Recordar es abrazar el ente obsceno del ocaso, los márgenes del deseo en los que el past perfect se entremezcla con los avatares de toda historia reverenciable desde la fantasía. El recuerdo se revuelve con sus ansias de perdurabilidad en el cajón de sastre de lo inconmensurable, se desplaza violentamente en un estado virtual socialmente establecido como preciso. El recuerdo retoma la idea del supuesto buen gobierno, un espacio de securitas garantizada, en el que se institucionaliza el mercado negro de la memoria.
La compra-venta de recuerdos a precio de imagen, de símbolo, de palabra, de gestos, compite cada día, desde su movimiento informe y desordenado, con un rincón enigmático, móvil por su inmovilidad, apenas perceptible dada su vacuidad. Es el rincón del misterio, del eco sin eco, fuera de toda ley armónica, el rincón donde la respuesta a cualquier forma de juego mnemotécnico es el silencio más sonoro. Más allá de lo incoloro sin transparencias ni blancuras, el tiempo del no-tiempo se alza libre de toda ley de mercado y constituye esa otra bolsa que permanece impasible en el océano, intacta ante las subidas y bajadas del mar de dudas.

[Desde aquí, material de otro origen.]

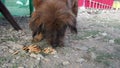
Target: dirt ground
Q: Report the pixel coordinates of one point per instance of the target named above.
(97, 44)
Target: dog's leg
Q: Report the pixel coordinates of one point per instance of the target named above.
(75, 7)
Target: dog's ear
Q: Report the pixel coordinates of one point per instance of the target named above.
(70, 20)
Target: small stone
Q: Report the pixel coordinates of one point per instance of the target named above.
(11, 51)
(20, 67)
(46, 60)
(93, 55)
(81, 60)
(111, 41)
(84, 48)
(104, 34)
(39, 57)
(66, 63)
(56, 56)
(33, 55)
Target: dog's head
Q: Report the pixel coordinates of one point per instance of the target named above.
(52, 19)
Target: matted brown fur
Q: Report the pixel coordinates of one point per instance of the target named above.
(51, 18)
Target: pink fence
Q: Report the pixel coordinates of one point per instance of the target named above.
(98, 4)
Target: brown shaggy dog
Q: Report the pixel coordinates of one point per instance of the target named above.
(51, 18)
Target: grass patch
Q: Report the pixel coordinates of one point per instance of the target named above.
(2, 60)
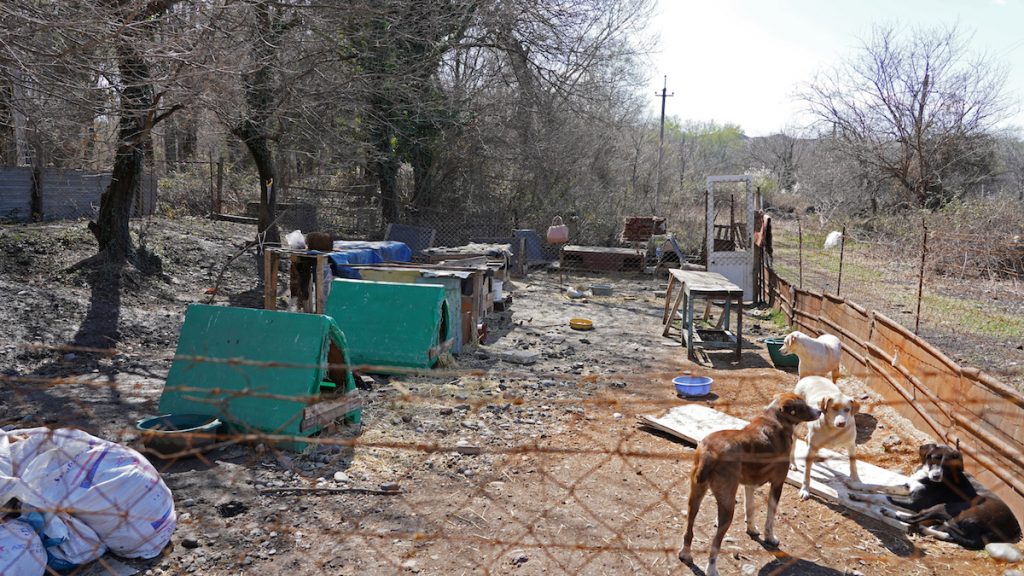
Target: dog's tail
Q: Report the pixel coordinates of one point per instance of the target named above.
(702, 467)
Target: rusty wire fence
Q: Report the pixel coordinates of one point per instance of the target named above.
(482, 467)
(961, 291)
(484, 464)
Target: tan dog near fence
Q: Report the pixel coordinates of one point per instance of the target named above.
(757, 454)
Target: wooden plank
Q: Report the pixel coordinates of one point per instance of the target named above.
(571, 248)
(694, 421)
(705, 283)
(323, 413)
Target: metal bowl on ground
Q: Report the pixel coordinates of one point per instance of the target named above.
(692, 385)
(173, 434)
(581, 324)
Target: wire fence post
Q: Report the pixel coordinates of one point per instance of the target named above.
(220, 183)
(842, 249)
(921, 276)
(213, 192)
(800, 251)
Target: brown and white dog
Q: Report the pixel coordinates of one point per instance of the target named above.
(301, 270)
(941, 500)
(818, 357)
(835, 428)
(757, 454)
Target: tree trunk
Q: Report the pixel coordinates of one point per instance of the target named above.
(384, 165)
(423, 175)
(259, 148)
(111, 227)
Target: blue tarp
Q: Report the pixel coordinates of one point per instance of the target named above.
(351, 252)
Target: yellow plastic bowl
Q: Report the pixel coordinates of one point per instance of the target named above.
(581, 324)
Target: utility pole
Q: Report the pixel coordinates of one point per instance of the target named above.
(664, 94)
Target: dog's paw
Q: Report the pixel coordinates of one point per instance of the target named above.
(854, 484)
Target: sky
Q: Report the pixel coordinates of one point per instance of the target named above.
(742, 60)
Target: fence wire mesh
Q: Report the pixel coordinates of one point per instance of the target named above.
(484, 464)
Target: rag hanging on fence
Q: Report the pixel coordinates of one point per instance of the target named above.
(558, 233)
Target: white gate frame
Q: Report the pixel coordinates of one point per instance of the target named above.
(732, 257)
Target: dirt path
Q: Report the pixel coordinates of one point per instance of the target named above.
(564, 481)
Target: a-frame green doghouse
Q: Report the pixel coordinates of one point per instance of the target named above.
(391, 325)
(261, 371)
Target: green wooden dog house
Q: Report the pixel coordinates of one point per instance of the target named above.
(391, 325)
(261, 371)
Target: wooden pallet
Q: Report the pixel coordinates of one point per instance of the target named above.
(693, 421)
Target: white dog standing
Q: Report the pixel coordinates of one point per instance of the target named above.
(818, 357)
(836, 427)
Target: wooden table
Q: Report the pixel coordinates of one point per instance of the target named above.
(271, 257)
(601, 258)
(701, 285)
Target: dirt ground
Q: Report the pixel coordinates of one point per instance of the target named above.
(564, 481)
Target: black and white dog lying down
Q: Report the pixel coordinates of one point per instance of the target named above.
(941, 500)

Ese paraíso del no-recuerdo es también una oquedad libre de los impuestos de la memoria, donde la estipulación en materia mnemotécnica conlleva una inversión a largo plazo asombrosamente desprovista de capital y de tasas. Una fisura ínfima del capitalismo en la que la inversión en el vacío resulta altamente rentable en parámetros subliminales. Indemostrable desde las coordenadas cartesianas habituales y inaprensible por todo axioma científico refutable, el pequeño hueco incondicionado elige desasistir los desvelos del tiempo y sus deseos para afirmar la existencia de su no existencia, para confirmar la aceptación de lo que hay, de lo que es: (hoy pienso en aquellas noches y en las noches que vendrán) la memoria, en el pasado o en el futuro, esa gran neurosis colectiva.